Поднеся стакан к губам, он запрокинул голову и одним глотком осушил его.
К тому времени я уже потребил изрядную дозу «амонтильядо» и полностью погрузился в пристальное созерцание серебряного канделябра. Три горевшие в нем свечи поплыли перед моими глазами, словно три прелестные феи с золотыми кудрями в белоснежных нарядах из прозрачного шелка.
Ослепительное видение полностью поглотило меня, и далеко не сразу моего сознания достигли настойчивые вопросы нашего хозяина.
— Прошу прощения? — пробормотал я и сам почувствовал, как нечетко выговариваю слова.
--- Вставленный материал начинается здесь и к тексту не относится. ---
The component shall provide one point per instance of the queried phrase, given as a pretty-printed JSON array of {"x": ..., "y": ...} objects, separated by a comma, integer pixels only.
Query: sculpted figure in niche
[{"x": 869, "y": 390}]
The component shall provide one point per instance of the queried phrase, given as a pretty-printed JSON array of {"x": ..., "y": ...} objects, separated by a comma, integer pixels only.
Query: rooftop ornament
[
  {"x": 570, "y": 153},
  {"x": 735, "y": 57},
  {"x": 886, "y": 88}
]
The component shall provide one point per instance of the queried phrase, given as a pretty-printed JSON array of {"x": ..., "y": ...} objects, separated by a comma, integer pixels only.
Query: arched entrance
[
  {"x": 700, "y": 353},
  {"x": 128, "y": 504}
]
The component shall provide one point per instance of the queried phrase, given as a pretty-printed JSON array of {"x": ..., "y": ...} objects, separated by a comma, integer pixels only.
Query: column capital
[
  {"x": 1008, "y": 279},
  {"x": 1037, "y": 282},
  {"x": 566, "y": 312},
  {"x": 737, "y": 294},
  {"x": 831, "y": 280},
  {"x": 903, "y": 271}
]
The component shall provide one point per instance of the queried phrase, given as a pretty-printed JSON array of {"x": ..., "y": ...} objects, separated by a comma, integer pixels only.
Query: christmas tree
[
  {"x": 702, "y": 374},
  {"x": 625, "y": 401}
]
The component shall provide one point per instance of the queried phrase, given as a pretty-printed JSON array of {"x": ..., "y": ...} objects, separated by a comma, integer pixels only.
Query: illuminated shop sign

— Я поинтересовался вашей профессией, мистер По.
— Мне до сих пор неизвестно, какую цель преследуете вы в жизни.
— Преследую? — переспросил я, подкрепляясь очередным глотком вина. — Я преследую редчайшую, вечно ускользающую цель: красоту.
— Неужели! — ответил Ашер тоном одержанной, однако достаточно очевидной издевки. — И с каким же оружием вы охотитесь на эту редкостную добычу?
— С одним лишь оружием, — горделиво отвечал я, — с пером в руках.
— Ясно! — воскликнул он. — Значит, вы — писатель.
Легким наклоном головы я признал справедливость его догадки.
— И что именно вы пишете?
— Сказки — стихи…
— И самые заковыристые книжные обзоры по эту сторону ада! — вставил полковник.
— Великолепно! — вскричал Ашер, не обращая внимания на реплику Крокетта. — Наша страна отчаянно нуждается в поэтах.
— Слушайте! Слушайте! — воскликнул я, обеими руками хватаясь за край стола и пытаясь встать. — Выпьем за музу Эрато, богиню лиры!
К несчастью, я недооценил расслабляющее воздействие пьянящего напитка Ашера на свою нервную систему. Когда я попытался встать, намереваясь произнести тост, ноги мои запутались в ножках стула, и я опрокинулся навзничь, причем тяжелые деревянные балки потолка принялись вращаться надо мной с угрожающей скоростью.
Словно издали я услышал восклицание нашего эксцентричного хозяина:
— О боже!
Я напрасно пытался подняться с пола, который как-то странно раскачивался, наподобие застигнутого штормом корабля, но тут увидел, что Крокетт поднялся с места и склонился надо мной, протягивая мне руку.
Хватайтесь за меня, старина! Похоже, вы перебрали чуток.
Я дотянулся до руки нашего славного первопроходца и ухватился за нее, и он одним сильным рывком помог мне подняться. Тревожно вглядываясь в меня, наш хозяин стал расспрашивать, не ушибся ли я.
— Все в порядке, — заверил я его. — Напротив, я полон энергии и готов немедля пуститься в обратный путь.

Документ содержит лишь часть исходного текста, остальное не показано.